Sure that sounds not so appetizing, but in Mexico, it's considered a delicacy. Upon our first visit to Alma Cucina, we tried huitlacoche in empanada form from their regular menu. So we were excited to attend part one of their Secrets of the Mexican Pantry dinner series. Alma's Chef Clevenger, in partnership with Roy Burns Huitlacoche Farm in Clermont, Florida, offered a 5-course menu for $40 per person (wine/cocktail pairings available for an additional fee).
The dinner took place at multiple communal tables, so it was a chance to get to know other adventurous eaters. We spent most of our evening chatting with an interesting couple who'd made the trek down from OTP. I always enjoy the communal aspect of these dinners. There's a risk inherent in not knowing who you're going to dine with, but the vast majority of the time, it's fun to talk to people you might otherwise never have met. Another couple at the table never said a peep to anyone else, so you've always got that option, too. We also had a vegetarian and a gluten-free diner at our table, and the restaurant was able to accommodate both.

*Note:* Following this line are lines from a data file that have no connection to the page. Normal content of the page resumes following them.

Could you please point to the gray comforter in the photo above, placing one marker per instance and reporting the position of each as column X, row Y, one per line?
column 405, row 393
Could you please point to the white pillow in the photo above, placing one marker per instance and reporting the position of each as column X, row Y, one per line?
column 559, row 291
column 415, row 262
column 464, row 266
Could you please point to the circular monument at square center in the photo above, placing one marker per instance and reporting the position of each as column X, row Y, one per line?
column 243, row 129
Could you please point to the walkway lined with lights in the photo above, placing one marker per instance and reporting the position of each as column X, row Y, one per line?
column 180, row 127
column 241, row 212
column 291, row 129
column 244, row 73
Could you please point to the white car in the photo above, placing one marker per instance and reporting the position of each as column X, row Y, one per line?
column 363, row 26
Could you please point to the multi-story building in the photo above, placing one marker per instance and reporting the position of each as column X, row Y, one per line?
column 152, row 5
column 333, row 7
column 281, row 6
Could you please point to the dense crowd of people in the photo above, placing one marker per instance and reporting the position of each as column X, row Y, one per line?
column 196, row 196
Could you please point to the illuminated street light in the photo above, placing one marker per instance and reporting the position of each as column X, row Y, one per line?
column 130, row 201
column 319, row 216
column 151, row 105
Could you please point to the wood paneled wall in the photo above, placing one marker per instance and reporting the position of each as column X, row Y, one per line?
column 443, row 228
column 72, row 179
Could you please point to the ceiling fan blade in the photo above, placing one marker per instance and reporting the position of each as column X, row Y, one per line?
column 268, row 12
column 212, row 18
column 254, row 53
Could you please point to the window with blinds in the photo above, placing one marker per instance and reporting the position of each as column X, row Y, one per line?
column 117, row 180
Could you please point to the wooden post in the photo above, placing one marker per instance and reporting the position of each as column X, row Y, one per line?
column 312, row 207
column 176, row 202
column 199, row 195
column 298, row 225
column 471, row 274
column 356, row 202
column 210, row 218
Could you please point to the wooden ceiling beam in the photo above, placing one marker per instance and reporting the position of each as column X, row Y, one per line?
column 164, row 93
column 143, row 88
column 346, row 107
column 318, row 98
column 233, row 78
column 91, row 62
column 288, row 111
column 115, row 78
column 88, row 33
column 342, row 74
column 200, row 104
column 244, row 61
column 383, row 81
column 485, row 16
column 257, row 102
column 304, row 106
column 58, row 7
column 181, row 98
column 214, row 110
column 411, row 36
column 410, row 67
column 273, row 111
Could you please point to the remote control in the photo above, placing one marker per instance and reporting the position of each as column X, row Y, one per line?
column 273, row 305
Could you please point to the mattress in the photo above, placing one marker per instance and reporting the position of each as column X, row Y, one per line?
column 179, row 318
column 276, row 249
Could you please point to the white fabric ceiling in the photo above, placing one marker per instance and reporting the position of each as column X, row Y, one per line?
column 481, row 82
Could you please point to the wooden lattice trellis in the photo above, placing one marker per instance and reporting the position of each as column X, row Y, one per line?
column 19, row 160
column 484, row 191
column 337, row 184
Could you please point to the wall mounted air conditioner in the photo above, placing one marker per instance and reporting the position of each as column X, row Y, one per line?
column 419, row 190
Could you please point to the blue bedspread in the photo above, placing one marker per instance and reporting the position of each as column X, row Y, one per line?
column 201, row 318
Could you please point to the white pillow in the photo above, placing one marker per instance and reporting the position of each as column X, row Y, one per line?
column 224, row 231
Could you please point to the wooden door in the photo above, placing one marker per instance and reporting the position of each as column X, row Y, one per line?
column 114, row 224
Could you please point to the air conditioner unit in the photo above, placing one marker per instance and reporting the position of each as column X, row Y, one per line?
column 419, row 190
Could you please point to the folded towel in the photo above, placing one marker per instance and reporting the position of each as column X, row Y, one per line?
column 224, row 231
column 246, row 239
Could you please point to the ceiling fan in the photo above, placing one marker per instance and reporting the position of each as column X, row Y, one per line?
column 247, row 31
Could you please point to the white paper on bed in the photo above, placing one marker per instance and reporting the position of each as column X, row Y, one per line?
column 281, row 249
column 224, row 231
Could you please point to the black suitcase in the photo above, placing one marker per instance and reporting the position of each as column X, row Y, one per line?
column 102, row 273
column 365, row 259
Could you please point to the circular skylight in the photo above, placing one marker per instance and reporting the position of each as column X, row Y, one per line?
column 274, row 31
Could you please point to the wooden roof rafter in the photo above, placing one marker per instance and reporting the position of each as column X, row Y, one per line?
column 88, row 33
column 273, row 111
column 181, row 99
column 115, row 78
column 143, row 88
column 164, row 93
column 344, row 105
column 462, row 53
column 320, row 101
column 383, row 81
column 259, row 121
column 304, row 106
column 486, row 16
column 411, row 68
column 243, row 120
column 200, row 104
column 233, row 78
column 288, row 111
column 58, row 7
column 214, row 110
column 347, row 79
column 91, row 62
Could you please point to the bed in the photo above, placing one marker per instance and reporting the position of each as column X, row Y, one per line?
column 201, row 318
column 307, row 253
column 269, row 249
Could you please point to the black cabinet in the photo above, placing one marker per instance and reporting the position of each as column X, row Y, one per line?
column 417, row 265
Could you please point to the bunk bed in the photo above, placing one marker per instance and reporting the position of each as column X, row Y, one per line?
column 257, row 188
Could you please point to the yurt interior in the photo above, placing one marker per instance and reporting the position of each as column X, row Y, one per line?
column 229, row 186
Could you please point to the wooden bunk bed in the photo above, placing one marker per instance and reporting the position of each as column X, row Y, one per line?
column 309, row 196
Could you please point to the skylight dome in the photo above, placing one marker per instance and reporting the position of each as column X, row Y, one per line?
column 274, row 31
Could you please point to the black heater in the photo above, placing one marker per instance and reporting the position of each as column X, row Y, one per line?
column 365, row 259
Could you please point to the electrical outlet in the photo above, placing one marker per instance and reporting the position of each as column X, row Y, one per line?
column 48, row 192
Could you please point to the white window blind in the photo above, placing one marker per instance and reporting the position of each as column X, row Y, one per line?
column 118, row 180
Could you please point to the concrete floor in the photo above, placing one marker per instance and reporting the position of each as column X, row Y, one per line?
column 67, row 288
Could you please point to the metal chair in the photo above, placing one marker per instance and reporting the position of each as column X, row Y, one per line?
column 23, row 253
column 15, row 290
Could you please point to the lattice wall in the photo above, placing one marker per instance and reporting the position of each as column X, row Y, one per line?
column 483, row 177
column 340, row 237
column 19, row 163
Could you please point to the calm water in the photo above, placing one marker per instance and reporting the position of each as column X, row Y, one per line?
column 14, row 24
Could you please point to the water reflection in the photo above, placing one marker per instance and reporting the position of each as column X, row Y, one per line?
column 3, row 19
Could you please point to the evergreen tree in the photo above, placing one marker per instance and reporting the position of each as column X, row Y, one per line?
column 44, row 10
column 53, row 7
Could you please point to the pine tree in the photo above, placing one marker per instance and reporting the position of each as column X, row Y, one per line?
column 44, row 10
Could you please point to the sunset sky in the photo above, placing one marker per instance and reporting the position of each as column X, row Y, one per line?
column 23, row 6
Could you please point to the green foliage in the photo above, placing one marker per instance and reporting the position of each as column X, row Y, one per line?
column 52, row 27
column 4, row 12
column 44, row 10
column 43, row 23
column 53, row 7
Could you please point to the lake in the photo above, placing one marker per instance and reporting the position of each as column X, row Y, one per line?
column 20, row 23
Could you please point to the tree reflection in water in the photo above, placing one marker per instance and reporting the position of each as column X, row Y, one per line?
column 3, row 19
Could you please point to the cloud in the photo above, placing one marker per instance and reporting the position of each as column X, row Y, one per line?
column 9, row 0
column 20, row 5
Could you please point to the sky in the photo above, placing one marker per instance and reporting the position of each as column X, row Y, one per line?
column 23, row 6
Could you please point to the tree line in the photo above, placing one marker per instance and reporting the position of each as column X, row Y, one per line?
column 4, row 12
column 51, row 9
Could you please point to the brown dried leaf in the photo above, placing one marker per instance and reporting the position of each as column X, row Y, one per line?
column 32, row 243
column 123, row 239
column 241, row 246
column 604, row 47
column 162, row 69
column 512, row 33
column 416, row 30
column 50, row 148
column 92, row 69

There's no point in going into too much depth on the dishes as they are not on the regular menu, but I wanted to at least showcase the variety and creativity you could expect at future dinners. I realize in hindsight that huitlacoche dishes in low lighting do not make for very pretty photography, but know that it all tasted better than it looks!
Roasted Cauliflower & Red Pepper Salad with huitlacoche kernels, huitlacoche sauce, avocado, fried epazote, and huitlacoche paper
Huitlacoche Tamale with mushrooms, charred tomatoes, roasted garlic, pickled onions, and ranchero sauce
Huitlacoche Masa “Fettuccine” with roasted butternut squash, mushrooms, huitlacoche cream sauce, cotija, cilantro, and boiled Marcona almonds
Confit Pork Cheeks with arroz con crema, huitlacoche brown butter, and grilled sweet potato greens
Sweet Corn Atole with huitlacoche cream, dried corn, and sweet potato churro
Huitlacoche is actually quite subtle with an earthy taste not far off of mushrooms. As per usual, dessert was my favorite dish of the night. Sweet potatoes made for fluffy churros and the sweet corn atole with huitlacoche cream made for a perfect dipping sauce. Who knew fungus could make for a delicious dessert?
If this dinner was any indication, you can expect great things from Alma's dinner series. There certainly aren't many upscale restaurants in town where you can try such an authentic and adventurous delicacy, and as I noted in my original review, the vibe there is quite conducive to a stylish night out. And at $40/person (without pairings), it's a bargain compared to comparable communal theme dinners at other restaurants and supper clubs.
*Full disclosure: Although my meal was comped, I always endeavor to offer my unbiased opinion of the experience!